Most local businesses have a Google Business Profile. Very few of them use one of its most useful features.
Google gives you a built-in way to post updates, content, and offers directly on your business listing. When those posts are ignored, businesses miss out on visibility, clicks, and potential customers. At the same time, competitors who are posting get an edge without doing anything complicated.
This video walks through what Google Business Profile posts are, how to use them, and why they can support local search and AI-driven results. 👇
What Google Business Profile Posts Are (And Where They Show Up)
When someone searches for your business name, your Google Business Profile appears on the right side of the search results on desktop or at the top on mobile.
If you scroll down, you’ll see a section labeled Posts. This area displays updates, news, offers, and events in a scrollable carousel. Each post can include text, an image, and a button that links to your website.
When someone clicks a post, they can read the update and then click through to the page you’ve connected to it. That makes your Google Business Profile another traffic source, not just a static listing.
Where to Find the Post Section
Inside your Google Business Profile dashboard, there’s a dedicated Posts section. This is where you can view past posts, edit them, or add new ones.
Unless a post is tied to a specific date, like a limited-time offer, there’s usually no reason to delete it. Older posts still show activity and signal that your business is engaged.
Why Announcements Aren’t the Only Thing You Should Post
A common mistake is treating posts as announcement-only space. Sales, updates, and promotions are useful, but they’re not the only option.
One of the most effective ways to use Google Business Profile posts is by repurposing content you’ve already created for your website, especially blog posts written around specific keywords.
If you’re publishing content with search intent in mind, your Business Profile becomes another place to reinforce those topics.
Turning Blog Content Into Google Business Profile Posts
If you’ve written a blog post targeting a specific keyword, that content doesn’t need to live in just one place.
You can share it on social platforms, in email, and inside your Google Business Profile. Posting it there gives Google another signal connecting your business to that topic.

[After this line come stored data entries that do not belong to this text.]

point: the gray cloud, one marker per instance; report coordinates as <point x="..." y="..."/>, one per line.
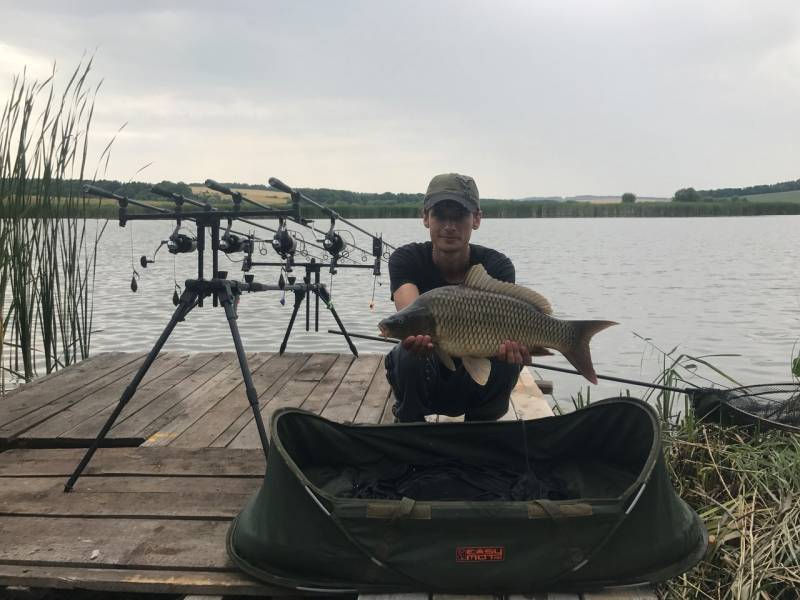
<point x="530" y="98"/>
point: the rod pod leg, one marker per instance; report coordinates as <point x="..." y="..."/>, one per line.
<point x="186" y="303"/>
<point x="346" y="335"/>
<point x="227" y="300"/>
<point x="298" y="300"/>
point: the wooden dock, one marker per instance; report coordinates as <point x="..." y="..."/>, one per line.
<point x="150" y="514"/>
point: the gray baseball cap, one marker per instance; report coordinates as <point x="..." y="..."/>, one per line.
<point x="455" y="187"/>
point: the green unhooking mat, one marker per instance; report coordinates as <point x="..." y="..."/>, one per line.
<point x="572" y="502"/>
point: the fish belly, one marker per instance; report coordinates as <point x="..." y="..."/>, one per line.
<point x="475" y="323"/>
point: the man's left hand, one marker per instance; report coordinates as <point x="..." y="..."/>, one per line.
<point x="514" y="353"/>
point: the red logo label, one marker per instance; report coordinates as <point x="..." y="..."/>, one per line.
<point x="480" y="553"/>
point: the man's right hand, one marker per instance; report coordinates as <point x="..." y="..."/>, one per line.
<point x="418" y="344"/>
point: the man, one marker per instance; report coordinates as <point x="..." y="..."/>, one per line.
<point x="422" y="385"/>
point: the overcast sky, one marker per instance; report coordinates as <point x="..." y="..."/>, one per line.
<point x="530" y="98"/>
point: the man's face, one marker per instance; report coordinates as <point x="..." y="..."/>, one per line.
<point x="451" y="225"/>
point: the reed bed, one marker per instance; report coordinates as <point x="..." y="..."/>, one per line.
<point x="47" y="244"/>
<point x="746" y="488"/>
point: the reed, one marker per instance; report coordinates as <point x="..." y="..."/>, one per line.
<point x="47" y="243"/>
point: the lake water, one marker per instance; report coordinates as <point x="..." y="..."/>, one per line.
<point x="706" y="286"/>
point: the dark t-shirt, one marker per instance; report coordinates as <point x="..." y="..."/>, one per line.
<point x="413" y="263"/>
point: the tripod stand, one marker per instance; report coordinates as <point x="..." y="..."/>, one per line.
<point x="303" y="292"/>
<point x="222" y="291"/>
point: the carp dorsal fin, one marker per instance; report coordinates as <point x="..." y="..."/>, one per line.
<point x="478" y="279"/>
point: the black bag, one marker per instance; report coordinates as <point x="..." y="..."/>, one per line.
<point x="597" y="507"/>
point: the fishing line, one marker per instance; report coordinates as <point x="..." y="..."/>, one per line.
<point x="656" y="386"/>
<point x="134" y="272"/>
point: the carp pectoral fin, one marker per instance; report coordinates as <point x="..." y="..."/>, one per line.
<point x="446" y="359"/>
<point x="478" y="368"/>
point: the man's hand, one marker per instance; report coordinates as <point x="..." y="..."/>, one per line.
<point x="418" y="344"/>
<point x="514" y="353"/>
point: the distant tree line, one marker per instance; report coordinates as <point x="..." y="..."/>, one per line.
<point x="784" y="186"/>
<point x="692" y="195"/>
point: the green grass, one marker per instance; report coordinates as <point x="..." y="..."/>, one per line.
<point x="793" y="197"/>
<point x="744" y="485"/>
<point x="48" y="248"/>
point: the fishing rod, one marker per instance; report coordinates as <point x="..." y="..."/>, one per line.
<point x="239" y="197"/>
<point x="377" y="241"/>
<point x="180" y="199"/>
<point x="655" y="386"/>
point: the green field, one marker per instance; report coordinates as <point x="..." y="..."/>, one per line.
<point x="792" y="196"/>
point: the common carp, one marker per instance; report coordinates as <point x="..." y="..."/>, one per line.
<point x="472" y="319"/>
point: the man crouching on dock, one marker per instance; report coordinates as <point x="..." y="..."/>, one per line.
<point x="422" y="385"/>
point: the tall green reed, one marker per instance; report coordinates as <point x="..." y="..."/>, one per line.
<point x="49" y="249"/>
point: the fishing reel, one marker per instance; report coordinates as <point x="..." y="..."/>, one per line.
<point x="283" y="243"/>
<point x="333" y="245"/>
<point x="231" y="243"/>
<point x="181" y="244"/>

The process is simple. You summarize the post, add a featured image, and link back to the full article on your site. Nothing fancy. The goal isn’t to rewrite the blog, just to highlight it and give people a reason to click.
Adding a Google Business Profile Post Step by Step
When you click Add Post, Google gives you a few options: updates, offers, and events. For blog content, an update works best.

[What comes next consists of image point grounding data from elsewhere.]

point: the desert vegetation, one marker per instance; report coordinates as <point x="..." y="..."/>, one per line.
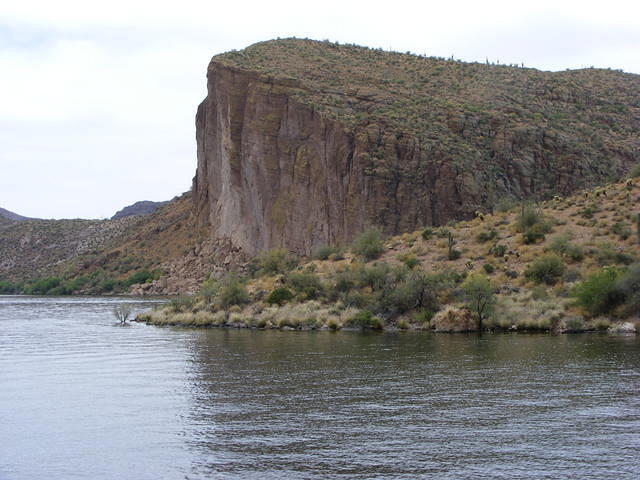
<point x="574" y="276"/>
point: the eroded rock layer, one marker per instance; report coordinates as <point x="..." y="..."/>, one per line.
<point x="284" y="161"/>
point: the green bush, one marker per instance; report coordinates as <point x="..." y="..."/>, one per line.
<point x="46" y="286"/>
<point x="546" y="269"/>
<point x="182" y="303"/>
<point x="479" y="296"/>
<point x="562" y="245"/>
<point x="305" y="283"/>
<point x="276" y="261"/>
<point x="326" y="251"/>
<point x="410" y="260"/>
<point x="622" y="230"/>
<point x="505" y="204"/>
<point x="373" y="276"/>
<point x="608" y="255"/>
<point x="7" y="287"/>
<point x="599" y="293"/>
<point x="427" y="233"/>
<point x="488" y="268"/>
<point x="532" y="217"/>
<point x="232" y="292"/>
<point x="141" y="276"/>
<point x="533" y="235"/>
<point x="369" y="244"/>
<point x="486" y="235"/>
<point x="629" y="286"/>
<point x="279" y="296"/>
<point x="588" y="212"/>
<point x="365" y="319"/>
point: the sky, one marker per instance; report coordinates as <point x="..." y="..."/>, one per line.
<point x="98" y="99"/>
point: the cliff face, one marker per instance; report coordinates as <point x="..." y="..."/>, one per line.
<point x="284" y="161"/>
<point x="273" y="172"/>
<point x="143" y="207"/>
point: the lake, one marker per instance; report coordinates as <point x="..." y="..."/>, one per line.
<point x="84" y="398"/>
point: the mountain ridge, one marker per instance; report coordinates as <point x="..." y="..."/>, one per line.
<point x="369" y="137"/>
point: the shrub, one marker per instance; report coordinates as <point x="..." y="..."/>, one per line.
<point x="411" y="261"/>
<point x="232" y="292"/>
<point x="532" y="217"/>
<point x="181" y="304"/>
<point x="279" y="296"/>
<point x="305" y="283"/>
<point x="607" y="255"/>
<point x="344" y="281"/>
<point x="276" y="261"/>
<point x="532" y="235"/>
<point x="47" y="286"/>
<point x="599" y="293"/>
<point x="629" y="285"/>
<point x="141" y="276"/>
<point x="621" y="229"/>
<point x="324" y="252"/>
<point x="488" y="268"/>
<point x="479" y="296"/>
<point x="427" y="233"/>
<point x="7" y="287"/>
<point x="505" y="204"/>
<point x="365" y="319"/>
<point x="452" y="252"/>
<point x="546" y="269"/>
<point x="374" y="276"/>
<point x="498" y="250"/>
<point x="369" y="244"/>
<point x="486" y="235"/>
<point x="562" y="245"/>
<point x="588" y="212"/>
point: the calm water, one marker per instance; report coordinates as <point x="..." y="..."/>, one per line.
<point x="81" y="397"/>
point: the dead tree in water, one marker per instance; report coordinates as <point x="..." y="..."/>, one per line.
<point x="122" y="312"/>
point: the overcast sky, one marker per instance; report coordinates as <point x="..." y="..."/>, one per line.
<point x="97" y="99"/>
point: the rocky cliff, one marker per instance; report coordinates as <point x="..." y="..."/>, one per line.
<point x="304" y="143"/>
<point x="144" y="207"/>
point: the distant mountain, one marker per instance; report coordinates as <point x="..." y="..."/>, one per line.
<point x="6" y="214"/>
<point x="144" y="207"/>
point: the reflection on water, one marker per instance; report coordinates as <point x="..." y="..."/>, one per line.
<point x="84" y="398"/>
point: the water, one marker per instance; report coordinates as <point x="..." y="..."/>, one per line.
<point x="81" y="397"/>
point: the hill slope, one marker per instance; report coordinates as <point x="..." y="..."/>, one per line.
<point x="371" y="137"/>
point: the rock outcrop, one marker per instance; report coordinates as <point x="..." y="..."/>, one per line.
<point x="143" y="207"/>
<point x="285" y="160"/>
<point x="14" y="217"/>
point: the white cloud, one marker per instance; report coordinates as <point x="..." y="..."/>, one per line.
<point x="98" y="98"/>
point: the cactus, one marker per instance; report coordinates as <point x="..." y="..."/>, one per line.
<point x="453" y="254"/>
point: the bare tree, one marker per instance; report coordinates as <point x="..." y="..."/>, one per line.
<point x="122" y="312"/>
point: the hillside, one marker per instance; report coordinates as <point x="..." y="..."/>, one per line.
<point x="368" y="137"/>
<point x="7" y="215"/>
<point x="143" y="207"/>
<point x="162" y="253"/>
<point x="567" y="265"/>
<point x="304" y="144"/>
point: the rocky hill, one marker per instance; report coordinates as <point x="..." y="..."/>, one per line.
<point x="6" y="216"/>
<point x="566" y="265"/>
<point x="303" y="143"/>
<point x="143" y="207"/>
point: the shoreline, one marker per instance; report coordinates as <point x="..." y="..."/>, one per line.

You can write directly in the editor or paste in a short summary. Google allows plenty of characters, so there’s room to explain what the post is about without cramming everything in.

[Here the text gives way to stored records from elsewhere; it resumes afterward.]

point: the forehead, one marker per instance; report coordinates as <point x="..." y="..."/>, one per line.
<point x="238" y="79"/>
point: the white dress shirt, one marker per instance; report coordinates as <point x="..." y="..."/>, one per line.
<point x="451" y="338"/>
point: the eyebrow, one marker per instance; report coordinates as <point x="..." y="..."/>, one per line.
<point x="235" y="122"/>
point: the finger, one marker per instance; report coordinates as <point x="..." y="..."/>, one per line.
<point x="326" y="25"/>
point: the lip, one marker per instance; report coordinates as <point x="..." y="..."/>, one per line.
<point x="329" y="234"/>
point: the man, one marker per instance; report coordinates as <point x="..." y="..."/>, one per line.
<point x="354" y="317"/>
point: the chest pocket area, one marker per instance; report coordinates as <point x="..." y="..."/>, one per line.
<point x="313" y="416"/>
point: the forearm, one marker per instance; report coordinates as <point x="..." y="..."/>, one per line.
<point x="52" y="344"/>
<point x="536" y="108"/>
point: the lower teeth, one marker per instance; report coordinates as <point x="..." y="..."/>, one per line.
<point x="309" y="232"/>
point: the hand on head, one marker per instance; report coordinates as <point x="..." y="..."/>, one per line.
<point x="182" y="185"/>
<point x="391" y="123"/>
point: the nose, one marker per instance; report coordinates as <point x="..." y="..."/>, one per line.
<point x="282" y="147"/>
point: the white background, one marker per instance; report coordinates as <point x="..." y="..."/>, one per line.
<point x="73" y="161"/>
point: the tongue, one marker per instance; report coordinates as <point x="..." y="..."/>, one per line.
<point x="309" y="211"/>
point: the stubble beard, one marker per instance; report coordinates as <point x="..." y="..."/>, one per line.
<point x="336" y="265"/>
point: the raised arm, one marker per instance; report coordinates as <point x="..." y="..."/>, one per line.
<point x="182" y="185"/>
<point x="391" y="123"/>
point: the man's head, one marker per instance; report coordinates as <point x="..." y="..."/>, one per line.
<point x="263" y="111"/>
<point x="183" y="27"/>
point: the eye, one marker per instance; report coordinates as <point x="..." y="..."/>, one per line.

There’s also a scheduling option, which makes it easy to batch posts ahead of time and stay consistent.
Writing the Post Without Making It Complicated
A simple structure works well. A short opening line to set context, a few sentences explaining the value, and a clear call to action.
If you use AI to help summarize your blog post, that’s fine. Just take a moment to clean it up so it sounds natural. Small edits go a long way in making the post feel human.
Adding a featured image helps the post stand out visually, and reusing the blog’s main image is usually enough.
For the call-to-action button, “Learn more” is a good default when you’re linking to content. Other buttons make sense for products or bookings, but for educational posts, clarity wins.
How Google Business Profile Posting Supports Local SEO and AI Search
Posting on your Google Business Profile helps your Google Business Profile SEO in a few important ways.
First, it creates another trusted Google-owned property linking back to your website. That connection reinforces topical relevance.
Second, it sends activity signals. A profile that’s updated regularly looks active. A profile that never changes can look abandoned, even if the business is open.
Third, it helps with keyword association. When your posts naturally include the same terms you’re targeting on your site, it helps Google understand what your business should be connected to.
Finally, AI-driven search tools look for consistency across the web. The more places your business is discussed and linked in a relevant context, the easier it is for those systems to trust and surface your content.
Is This a Magic Ranking Fix?
No.
Posting alone won’t instantly move your business to the top of local search results. But it does support everything else you’re doing, and it’s one of the easiest local SEO actions most businesses skip.
Local SEO works best when multiple signals line up. Google Business Profile posts are one of those signals.
The Bottom Line
If your Google Business Profile hasn’t been updated in months, it can look inactive.
If you post consistently, even once a week, you signal that your business is active, engaged, and relevant. That trust matters, both for traditional local search and for AI-driven results.
It’s not a shortcut. It’s just a smart habit.